Self-Conscious Online Teaching Considerations

I’m building my online courses for the fall. The fall of 2020. The one wherein we’re still in the midst of the pandemic. I have all these aspirations for my online pedagogy: open pedagogy, OER pedagogy, pedagogy that empowers students to learn how to make online content, pedagogy that inspires students to become readers and writers. And then there’s the fact of the pandemic. I can barely read anything longer than a tweet. I can barely concentrate on anything for more than three minutes. I have a baby. Nearly my entire family just recovered from COVID19. Two of my friends’ parents just died on ventilators.
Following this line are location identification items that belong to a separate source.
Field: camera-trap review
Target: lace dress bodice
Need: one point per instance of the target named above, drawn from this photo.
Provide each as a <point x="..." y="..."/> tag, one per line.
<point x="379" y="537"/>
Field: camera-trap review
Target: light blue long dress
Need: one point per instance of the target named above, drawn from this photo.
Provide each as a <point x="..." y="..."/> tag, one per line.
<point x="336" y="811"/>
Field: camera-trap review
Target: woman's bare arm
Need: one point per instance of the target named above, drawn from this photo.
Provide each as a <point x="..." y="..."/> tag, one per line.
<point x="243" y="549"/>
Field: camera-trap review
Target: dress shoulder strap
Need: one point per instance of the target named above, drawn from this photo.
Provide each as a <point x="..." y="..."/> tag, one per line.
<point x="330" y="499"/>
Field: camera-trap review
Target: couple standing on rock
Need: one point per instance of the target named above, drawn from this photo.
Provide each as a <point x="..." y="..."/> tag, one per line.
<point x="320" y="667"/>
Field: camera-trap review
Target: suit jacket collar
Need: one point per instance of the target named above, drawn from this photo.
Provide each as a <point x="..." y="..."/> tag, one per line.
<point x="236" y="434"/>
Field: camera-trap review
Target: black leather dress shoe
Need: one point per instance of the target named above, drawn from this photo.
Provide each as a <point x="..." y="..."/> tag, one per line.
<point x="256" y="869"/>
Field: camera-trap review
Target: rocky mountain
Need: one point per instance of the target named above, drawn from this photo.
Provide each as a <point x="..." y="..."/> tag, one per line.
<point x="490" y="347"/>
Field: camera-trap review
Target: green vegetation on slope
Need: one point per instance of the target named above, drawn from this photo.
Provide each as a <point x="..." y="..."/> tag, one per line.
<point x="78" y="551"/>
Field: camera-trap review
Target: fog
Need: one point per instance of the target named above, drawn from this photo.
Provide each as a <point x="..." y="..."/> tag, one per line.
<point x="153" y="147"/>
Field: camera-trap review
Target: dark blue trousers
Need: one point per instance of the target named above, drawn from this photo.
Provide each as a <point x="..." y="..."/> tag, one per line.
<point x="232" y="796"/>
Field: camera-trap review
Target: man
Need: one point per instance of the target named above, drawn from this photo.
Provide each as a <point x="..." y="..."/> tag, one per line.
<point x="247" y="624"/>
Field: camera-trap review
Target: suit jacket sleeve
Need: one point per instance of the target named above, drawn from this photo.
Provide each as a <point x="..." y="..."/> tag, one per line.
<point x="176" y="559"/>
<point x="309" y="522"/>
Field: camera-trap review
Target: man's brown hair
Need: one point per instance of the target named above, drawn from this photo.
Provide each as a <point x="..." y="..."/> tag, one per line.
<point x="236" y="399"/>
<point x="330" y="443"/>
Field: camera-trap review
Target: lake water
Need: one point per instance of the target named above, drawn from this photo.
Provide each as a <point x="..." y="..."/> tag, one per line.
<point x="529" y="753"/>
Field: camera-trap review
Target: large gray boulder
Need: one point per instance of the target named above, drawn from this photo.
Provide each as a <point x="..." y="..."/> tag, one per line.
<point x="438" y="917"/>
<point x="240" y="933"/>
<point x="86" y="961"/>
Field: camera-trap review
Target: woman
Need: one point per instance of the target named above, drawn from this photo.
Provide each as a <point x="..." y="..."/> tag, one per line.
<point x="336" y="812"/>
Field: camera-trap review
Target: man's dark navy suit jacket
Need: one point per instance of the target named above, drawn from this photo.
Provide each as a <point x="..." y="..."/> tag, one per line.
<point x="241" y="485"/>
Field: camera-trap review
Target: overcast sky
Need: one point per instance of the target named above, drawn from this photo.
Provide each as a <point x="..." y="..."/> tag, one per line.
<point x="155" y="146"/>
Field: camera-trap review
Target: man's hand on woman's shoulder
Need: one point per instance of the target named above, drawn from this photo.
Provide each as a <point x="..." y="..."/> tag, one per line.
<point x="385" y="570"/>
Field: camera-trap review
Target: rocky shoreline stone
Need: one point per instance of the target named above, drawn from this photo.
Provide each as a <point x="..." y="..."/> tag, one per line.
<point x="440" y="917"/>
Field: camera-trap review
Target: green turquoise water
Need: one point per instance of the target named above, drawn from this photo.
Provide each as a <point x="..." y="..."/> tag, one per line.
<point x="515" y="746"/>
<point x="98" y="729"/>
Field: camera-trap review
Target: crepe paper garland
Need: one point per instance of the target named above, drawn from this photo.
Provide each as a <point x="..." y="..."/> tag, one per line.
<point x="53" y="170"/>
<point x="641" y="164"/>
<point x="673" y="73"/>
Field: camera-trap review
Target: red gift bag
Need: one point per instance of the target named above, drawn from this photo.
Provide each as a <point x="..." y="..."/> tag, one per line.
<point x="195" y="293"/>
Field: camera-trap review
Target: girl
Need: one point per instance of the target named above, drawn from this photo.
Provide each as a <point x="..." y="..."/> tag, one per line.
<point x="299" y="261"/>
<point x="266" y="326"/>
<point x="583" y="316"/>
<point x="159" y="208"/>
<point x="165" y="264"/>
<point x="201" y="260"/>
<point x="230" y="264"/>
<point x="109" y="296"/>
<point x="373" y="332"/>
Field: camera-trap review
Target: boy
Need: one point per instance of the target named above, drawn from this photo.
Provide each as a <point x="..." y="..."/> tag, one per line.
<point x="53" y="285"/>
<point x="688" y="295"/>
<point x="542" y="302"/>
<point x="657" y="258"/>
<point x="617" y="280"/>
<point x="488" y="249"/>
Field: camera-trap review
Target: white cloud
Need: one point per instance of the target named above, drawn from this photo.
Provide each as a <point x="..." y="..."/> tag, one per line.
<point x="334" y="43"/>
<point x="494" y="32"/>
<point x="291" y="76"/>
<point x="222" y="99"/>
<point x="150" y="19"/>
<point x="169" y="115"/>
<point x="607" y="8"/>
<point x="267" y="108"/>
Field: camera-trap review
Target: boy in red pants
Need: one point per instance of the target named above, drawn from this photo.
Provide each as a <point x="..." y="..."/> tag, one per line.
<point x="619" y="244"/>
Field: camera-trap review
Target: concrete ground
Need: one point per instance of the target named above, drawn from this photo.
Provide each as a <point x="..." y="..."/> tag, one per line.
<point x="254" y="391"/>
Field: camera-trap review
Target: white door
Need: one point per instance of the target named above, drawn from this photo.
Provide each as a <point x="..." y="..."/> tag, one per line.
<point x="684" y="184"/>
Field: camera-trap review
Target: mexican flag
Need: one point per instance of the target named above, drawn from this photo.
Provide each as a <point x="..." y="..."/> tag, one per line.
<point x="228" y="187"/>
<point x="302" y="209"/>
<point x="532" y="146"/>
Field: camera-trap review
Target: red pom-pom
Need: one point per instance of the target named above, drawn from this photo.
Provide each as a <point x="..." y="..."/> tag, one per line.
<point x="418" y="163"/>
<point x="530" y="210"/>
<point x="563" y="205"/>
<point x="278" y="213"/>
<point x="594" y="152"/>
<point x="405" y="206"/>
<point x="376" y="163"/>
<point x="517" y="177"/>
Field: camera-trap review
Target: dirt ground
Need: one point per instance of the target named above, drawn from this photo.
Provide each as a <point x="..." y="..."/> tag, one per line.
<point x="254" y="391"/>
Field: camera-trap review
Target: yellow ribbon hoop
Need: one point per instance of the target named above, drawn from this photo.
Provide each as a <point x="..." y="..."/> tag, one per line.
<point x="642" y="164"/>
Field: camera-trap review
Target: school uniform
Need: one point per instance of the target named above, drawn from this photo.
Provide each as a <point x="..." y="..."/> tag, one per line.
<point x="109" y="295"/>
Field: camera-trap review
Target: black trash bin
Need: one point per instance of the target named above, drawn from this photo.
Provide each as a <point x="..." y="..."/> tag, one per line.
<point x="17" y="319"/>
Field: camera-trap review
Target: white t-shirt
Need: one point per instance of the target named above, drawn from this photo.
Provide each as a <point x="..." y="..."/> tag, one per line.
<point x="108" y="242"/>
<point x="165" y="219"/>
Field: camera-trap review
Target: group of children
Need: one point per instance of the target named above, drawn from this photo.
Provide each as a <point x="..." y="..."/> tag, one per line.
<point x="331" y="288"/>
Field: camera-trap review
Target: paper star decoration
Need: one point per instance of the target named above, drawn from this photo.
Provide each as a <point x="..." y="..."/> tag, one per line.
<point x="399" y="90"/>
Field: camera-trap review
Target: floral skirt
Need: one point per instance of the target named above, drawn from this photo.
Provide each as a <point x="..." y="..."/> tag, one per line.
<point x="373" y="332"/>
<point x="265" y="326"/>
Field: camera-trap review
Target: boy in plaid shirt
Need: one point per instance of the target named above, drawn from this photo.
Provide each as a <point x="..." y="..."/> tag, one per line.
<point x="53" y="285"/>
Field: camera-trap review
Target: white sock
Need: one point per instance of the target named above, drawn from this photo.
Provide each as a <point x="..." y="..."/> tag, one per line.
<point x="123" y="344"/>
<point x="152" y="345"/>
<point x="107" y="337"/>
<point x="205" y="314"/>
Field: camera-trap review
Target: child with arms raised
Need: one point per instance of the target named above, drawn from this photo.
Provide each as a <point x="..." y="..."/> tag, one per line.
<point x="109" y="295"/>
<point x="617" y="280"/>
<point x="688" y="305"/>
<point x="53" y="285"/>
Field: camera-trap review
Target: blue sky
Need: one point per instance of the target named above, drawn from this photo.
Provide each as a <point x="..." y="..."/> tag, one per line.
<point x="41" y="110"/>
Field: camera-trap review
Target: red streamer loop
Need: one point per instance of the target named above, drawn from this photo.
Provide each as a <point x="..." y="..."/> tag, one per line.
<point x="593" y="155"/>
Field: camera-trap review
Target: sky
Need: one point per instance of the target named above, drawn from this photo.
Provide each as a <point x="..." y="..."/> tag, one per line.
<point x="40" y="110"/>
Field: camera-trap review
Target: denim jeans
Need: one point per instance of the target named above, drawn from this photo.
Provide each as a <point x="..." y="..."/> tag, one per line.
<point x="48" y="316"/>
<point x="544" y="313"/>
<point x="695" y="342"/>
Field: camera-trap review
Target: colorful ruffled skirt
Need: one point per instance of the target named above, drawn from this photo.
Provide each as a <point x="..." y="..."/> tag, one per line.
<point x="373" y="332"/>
This is all to say: I can barely put together a regular-degular-schmegular Blackboard site for my students. How am I going to expect students to be more functional than I am? Can I design a course that helps students meet the learning objectives of the courses while accommodating the stress of living in the midst of a pandemic?
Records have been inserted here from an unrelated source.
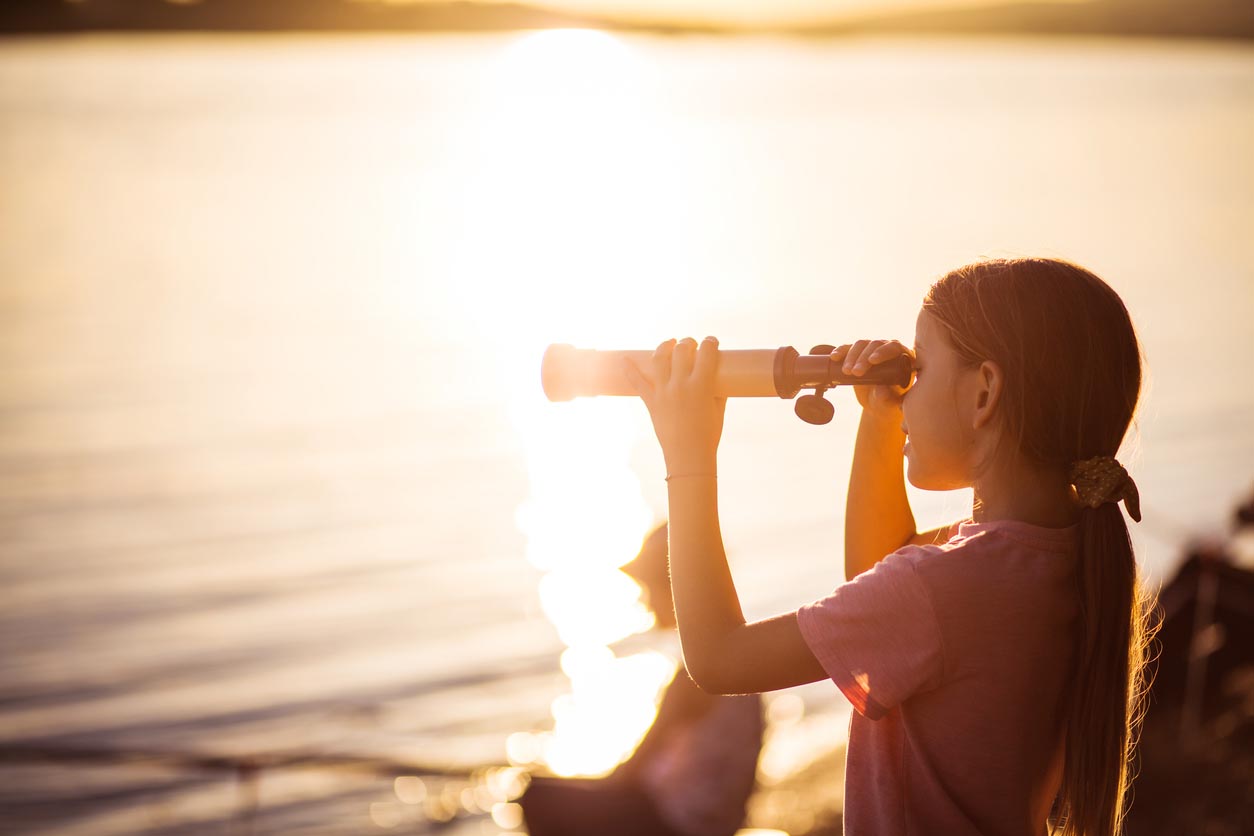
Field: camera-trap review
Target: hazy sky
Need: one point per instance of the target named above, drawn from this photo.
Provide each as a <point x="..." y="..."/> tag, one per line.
<point x="748" y="11"/>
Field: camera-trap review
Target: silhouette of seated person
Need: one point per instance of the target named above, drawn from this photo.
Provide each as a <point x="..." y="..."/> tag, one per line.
<point x="692" y="772"/>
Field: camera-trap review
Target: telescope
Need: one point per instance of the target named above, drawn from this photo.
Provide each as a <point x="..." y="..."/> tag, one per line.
<point x="568" y="372"/>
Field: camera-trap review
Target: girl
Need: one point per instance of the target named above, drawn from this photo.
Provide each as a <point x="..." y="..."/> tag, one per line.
<point x="995" y="664"/>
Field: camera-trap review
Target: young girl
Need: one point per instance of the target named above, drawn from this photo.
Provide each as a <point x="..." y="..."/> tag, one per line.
<point x="995" y="664"/>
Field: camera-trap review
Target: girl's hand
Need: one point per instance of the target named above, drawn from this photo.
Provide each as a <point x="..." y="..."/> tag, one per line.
<point x="858" y="357"/>
<point x="679" y="391"/>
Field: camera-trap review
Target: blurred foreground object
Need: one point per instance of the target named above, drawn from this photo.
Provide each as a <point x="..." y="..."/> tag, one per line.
<point x="1196" y="752"/>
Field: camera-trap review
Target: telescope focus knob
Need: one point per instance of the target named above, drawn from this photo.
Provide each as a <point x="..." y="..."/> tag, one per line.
<point x="815" y="409"/>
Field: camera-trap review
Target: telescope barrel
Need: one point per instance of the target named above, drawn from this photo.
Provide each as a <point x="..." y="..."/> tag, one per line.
<point x="568" y="372"/>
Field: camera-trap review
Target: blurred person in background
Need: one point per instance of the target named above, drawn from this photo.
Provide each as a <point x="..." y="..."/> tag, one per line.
<point x="692" y="772"/>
I have spent a couple years operating under a philosophy that quantity could lead to quality: get students to read and write a lot, then they’d get better at both. I still believe this, but unfortunately, these activities take time. I read this tweet by Marcos Gonsalez last night:

“more reading/more work is better learning” assumes a universal student, one that has enough time & resources in which to dedicate to the work, & one with a body/mind that can process all that material in short spans of time. More work doesn’t mean better quality of learning.

https://twitter.com/MarcosSGonsalez/status/1284939181735780360?s=20

He emphasizes “method” over “content”. Earlier in the thread, he advocates teaching “fewer texts, carefully selected, paying closer attention to what those texts are doing is more generative for students’ learning & time.” Being more deliberate about the method involves “care,” as he states here. That care takes almost more time than just assigning an entire chapter or article or book does. It means that the instructor has to find the specific bit that generates appropriate student experience.

In mulling over this problem of quality over quantity for the coming semester, culling many of the texts and deliberating deployment, I feel sad. In part because I’m asking myself “Did I make students do a lot of unnecessary work all these years?” (yes). Also because I’m realizing how many of my pedagogical decisions are guided by my ego rather than my consideration of student needs. When I’m planning my courses, I’m always considering what other instructors would think when they look at my materials rather than what students are going to think when they look at them.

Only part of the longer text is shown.